Yo diría que es un lugar donde anida la tristeza... (Juan Rulfo. Luvina. El llano en llamas. Editorial RM. México, 2005).

Quizá ni nuestro querido Juan Rulfo se hubiera imaginado que exactamente 60 años después de publicar Luvina, el pueblo que ahí describe se asemejaría a muchos de los lugares del territorio mexicano. Lugares en los que la tristeza, la desesperanza, el abandono y la soledad son experimentados en carne propia por muchos mexicanos. Luvina es desolador, un pueblo fantasma habitado por vivos que parecen muertos, en el que la vida transcurre, el tiempo pasa y la muerte es una espera indefinida: “Y es que allá el tiempo es muy largo. Nadie lleva la cuenta de las horas ni a nadie le preocupa cómo van amontonándose los años. Los días comienzan y se acaban. Luego viene la noche. Solamente el día y la noche hasta el día de la muerte, que para ellos es una esperanza” (Juan Rulfo. Op. Cit. p. 106).
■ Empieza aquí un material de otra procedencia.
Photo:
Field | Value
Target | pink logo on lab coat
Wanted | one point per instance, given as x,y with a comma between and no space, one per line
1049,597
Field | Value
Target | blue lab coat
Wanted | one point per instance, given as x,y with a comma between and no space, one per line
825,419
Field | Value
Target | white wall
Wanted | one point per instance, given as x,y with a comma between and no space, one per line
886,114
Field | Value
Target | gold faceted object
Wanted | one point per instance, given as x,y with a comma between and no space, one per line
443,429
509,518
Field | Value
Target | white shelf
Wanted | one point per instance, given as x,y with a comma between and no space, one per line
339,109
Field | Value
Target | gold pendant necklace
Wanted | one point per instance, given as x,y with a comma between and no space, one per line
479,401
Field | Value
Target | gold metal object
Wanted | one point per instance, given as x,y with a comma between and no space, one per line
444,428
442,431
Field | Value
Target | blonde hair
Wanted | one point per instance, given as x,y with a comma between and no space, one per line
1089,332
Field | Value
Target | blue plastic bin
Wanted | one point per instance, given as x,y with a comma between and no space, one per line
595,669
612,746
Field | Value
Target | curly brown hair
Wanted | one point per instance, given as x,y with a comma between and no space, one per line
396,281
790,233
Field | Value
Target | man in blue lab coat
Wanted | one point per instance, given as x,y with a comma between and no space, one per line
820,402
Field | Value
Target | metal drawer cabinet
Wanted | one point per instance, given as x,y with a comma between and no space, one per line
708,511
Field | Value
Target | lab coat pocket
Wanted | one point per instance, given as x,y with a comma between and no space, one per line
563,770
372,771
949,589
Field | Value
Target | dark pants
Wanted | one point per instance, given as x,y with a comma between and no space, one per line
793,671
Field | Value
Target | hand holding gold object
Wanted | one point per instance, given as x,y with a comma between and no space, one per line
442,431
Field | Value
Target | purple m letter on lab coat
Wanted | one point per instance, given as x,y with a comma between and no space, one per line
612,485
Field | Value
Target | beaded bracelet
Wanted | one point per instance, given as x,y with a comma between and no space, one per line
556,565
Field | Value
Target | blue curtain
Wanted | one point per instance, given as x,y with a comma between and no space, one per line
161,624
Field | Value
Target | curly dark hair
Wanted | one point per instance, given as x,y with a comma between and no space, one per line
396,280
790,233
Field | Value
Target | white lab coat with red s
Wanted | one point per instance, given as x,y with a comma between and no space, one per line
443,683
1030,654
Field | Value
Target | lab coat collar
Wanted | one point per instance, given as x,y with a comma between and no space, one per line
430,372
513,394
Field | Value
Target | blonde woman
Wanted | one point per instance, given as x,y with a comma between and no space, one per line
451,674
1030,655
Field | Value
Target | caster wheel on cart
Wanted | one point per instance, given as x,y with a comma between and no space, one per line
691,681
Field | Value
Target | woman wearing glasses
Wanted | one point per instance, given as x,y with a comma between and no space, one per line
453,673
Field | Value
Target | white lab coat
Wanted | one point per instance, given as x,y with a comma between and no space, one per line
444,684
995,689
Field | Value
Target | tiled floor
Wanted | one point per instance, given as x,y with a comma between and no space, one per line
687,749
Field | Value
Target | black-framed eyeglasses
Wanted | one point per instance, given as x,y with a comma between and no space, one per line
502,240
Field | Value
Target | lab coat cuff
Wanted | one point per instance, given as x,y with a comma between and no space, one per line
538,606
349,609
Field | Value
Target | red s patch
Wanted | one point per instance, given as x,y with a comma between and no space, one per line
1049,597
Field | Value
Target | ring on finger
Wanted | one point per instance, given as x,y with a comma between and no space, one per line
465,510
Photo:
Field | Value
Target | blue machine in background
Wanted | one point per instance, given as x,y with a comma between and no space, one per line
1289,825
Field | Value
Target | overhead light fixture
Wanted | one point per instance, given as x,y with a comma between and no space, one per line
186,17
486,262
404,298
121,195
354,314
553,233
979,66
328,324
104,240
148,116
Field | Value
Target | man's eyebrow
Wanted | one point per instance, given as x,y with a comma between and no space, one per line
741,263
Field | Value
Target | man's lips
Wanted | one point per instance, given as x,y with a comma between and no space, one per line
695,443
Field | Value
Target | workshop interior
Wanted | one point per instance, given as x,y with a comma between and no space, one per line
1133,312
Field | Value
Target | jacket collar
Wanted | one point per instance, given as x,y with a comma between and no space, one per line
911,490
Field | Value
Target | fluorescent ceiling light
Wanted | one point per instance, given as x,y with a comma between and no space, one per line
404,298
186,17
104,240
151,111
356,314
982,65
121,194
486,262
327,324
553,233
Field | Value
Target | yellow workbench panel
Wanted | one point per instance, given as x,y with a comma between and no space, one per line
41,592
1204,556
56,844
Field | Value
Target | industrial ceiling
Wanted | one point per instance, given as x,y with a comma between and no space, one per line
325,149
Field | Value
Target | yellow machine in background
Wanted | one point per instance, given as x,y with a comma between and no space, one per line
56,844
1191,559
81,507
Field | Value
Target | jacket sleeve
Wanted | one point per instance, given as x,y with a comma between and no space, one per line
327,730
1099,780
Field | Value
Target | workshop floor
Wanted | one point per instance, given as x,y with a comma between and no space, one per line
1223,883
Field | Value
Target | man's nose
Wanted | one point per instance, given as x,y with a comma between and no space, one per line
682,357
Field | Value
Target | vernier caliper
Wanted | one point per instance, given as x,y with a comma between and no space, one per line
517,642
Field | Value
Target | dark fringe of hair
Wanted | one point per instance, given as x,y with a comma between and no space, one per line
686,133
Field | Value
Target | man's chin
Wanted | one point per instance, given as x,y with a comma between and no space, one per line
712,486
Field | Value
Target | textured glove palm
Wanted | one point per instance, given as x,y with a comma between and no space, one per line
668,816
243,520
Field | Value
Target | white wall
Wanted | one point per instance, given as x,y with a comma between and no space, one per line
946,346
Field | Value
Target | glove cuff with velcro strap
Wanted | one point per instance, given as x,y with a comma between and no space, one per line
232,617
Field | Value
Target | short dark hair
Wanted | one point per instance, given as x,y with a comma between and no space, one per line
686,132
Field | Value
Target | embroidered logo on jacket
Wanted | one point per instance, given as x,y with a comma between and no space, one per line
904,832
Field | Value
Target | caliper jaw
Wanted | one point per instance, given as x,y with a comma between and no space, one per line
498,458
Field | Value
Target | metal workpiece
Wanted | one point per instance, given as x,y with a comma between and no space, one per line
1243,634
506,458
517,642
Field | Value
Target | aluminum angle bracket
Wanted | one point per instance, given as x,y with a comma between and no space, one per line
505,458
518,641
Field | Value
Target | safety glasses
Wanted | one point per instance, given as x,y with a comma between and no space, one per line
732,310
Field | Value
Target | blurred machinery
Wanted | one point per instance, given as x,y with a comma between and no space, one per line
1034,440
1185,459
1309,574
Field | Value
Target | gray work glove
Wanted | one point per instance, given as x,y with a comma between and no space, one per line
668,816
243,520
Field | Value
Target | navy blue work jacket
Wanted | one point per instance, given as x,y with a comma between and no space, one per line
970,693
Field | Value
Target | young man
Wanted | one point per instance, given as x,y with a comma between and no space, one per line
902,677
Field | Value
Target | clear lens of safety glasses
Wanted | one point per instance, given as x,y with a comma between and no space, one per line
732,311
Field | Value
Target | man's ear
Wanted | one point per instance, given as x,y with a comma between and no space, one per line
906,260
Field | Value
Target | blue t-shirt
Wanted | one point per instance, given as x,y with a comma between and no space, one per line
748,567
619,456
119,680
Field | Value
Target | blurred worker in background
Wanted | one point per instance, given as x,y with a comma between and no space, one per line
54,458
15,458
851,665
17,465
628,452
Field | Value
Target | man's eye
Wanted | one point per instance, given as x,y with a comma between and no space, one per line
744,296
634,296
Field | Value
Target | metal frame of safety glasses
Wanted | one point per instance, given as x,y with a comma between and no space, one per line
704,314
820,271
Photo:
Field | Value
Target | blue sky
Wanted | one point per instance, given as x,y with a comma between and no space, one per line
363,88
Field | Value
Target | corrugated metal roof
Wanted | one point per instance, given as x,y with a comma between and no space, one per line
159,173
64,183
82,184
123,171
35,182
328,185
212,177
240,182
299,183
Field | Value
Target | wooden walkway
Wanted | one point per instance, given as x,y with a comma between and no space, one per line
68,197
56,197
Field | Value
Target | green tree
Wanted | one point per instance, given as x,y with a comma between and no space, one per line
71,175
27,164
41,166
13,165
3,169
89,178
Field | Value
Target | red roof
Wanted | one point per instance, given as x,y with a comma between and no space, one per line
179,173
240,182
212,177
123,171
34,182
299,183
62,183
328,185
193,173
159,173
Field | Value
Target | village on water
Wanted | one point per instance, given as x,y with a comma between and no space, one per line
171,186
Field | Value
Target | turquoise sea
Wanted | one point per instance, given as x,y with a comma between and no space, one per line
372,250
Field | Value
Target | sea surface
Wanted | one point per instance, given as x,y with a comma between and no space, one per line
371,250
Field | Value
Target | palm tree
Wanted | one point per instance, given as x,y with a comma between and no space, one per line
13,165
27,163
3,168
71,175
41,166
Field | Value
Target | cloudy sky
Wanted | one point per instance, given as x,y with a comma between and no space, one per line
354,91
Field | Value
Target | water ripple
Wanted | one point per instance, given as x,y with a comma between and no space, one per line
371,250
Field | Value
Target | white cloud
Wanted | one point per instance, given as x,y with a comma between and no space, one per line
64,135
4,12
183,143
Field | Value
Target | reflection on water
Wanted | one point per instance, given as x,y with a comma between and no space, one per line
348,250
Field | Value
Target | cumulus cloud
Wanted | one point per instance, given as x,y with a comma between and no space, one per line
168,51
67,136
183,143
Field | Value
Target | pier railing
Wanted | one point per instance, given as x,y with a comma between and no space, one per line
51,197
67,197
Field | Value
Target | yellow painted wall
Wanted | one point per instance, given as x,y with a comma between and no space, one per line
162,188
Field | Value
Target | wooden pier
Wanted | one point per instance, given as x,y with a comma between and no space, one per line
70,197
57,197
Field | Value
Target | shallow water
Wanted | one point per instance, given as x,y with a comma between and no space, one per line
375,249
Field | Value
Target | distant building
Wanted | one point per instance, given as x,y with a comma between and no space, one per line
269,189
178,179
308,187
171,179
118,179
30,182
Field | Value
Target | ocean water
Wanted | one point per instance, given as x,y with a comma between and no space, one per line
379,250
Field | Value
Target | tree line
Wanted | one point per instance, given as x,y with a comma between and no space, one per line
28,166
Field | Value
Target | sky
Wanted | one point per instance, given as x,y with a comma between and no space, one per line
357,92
La cultura popular mexicana ha tenido a lo largo de la historia una relación muy particular con la muerte: se le acepta con cierta familiaridad, se le celebra cada dos de noviembre,  la imagen juguetona de la huesuda es una tradición en murales, en cartones políticos, en el coloquial humor negro. Ha llegado a ser considerada como un símbolo nacional. Sin embargo, la presencia de la muerte parece ya no ser la misma desde hace algunos años, la muerte ha tomado otras formas: falta de consideración y respeto  hacia la vida y la muerte humanas, que han terminado por perder su valor; el horror y la crueldad están visiblemente presentes en la  vida cotidiana, en la luz pública, a través de la cual todos los habitantes de este país observamos cuerpos torturados, destrozados y mutilados que son exhibidos; mujeres despojadas de sus vestimentas, abusadas sexualmente, asesinadas y finalmente arrojadas en cualquier lugar, como si fuesen cualquier cosa; huesos humanos en fosas clandestinas, cadáveres, dolor, muerte. Una muerte cruel, que por su presencia reiterada ya no deja tiempo y espacio para el ritual funerario, el luto compartido, el duelo y la despedida que dé lugar a la subjetivación de lo que se ha perdido. El antropólogo Claudio Lomnitz puntualiza un rasgo muy importante de Luvina: “Es un lugar sin futuro, donde los asesinatos sin sentido constituyen los únicos signos de puntuación de la vida social. Luvina es el purgatorio en la tierra” (Claudio Lomnitz. Idea de la muerte en México. FCE. México, 2006. p. 22). A ese nivel hemos llegado actualmente en nuestro país, la vida cotidiana de la sociedad que habitamos está puntuada por los asesinatos que cada día tienen lugar a lo largo y ancho del territorio nacional.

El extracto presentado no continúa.